Machine learning identifies novel signatures of antifungal drug resistance in Saccharomycotina yeasts

Antifungal drug resistance is a major challenge in fungal infection management. Numerous genomic changes are known to contribute to acquired drug resistance in clinical isolates of specific pathogens, but whether they broadly explain natural resistance across entire lineages is unknown. We leveraged genomic, ecological, and phenotypic trait data from naturally sampled strains from nearly all known species in subphylum Saccharomycotina to examine the evolution of resistance to eight antifungal drugs. The phylogenetic distribution of drug resistance varied by drug; fluconazole resistance was widespread, while 5-fluorocytosine resistance was rare, except in Lipomycetales. A random forest algorithm trained on genomic data predicted drug-resistant yeasts with 54-75% accuracy. Fluconazole resistance was consistently predicted with the highest accuracy (75.2%). Furthermore, fluconazole resistance prediction accuracy was similar between models trained on genome-wide variation in the presence and number of InterPro protein annotations across Saccharomycotina (75.2%) and those trained on amino acid sequence alignment data of Erg11, a protein known to be involved in fluconazole resistance (74.3-74.9%).
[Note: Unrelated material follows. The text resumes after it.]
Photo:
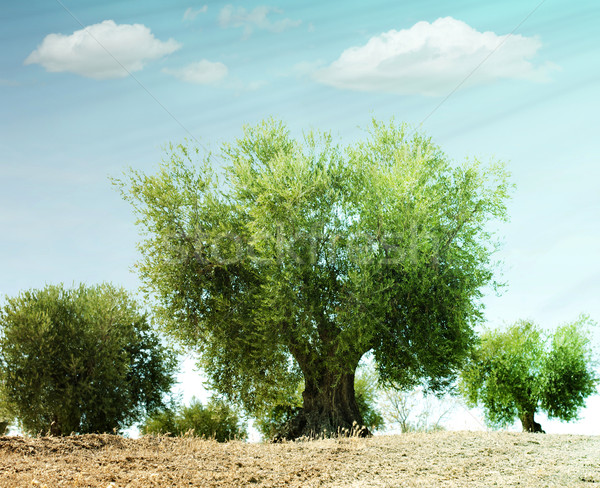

Interestingly, the top Erg11 residues for predicting fluconazole resistance across Saccharomycotina do not overlap with, are not spatially close to, and are less conserved than those previously linked to resistance in clinical isolates of Candida albicans. In silico deep mutational scanning of the C. albicans Erg11 protein reveals that amino acid variants implicated in clinical cases of resistance are almost universally destabilizing while variants in our most informative residues are energetically more neutral, explaining why the latter are much more common than the former in natural populations. Importantly, previous experimental analyses of C. albicans Erg11 have shown that amino acid variation in our most informative residues, despite having never been directly implicated in clinical cases, can directly contribute to resistance. Our results suggest that studies of natural resistance in yeast species never encountered in the clinic will yield a fuller understanding of antifungal drug resistance.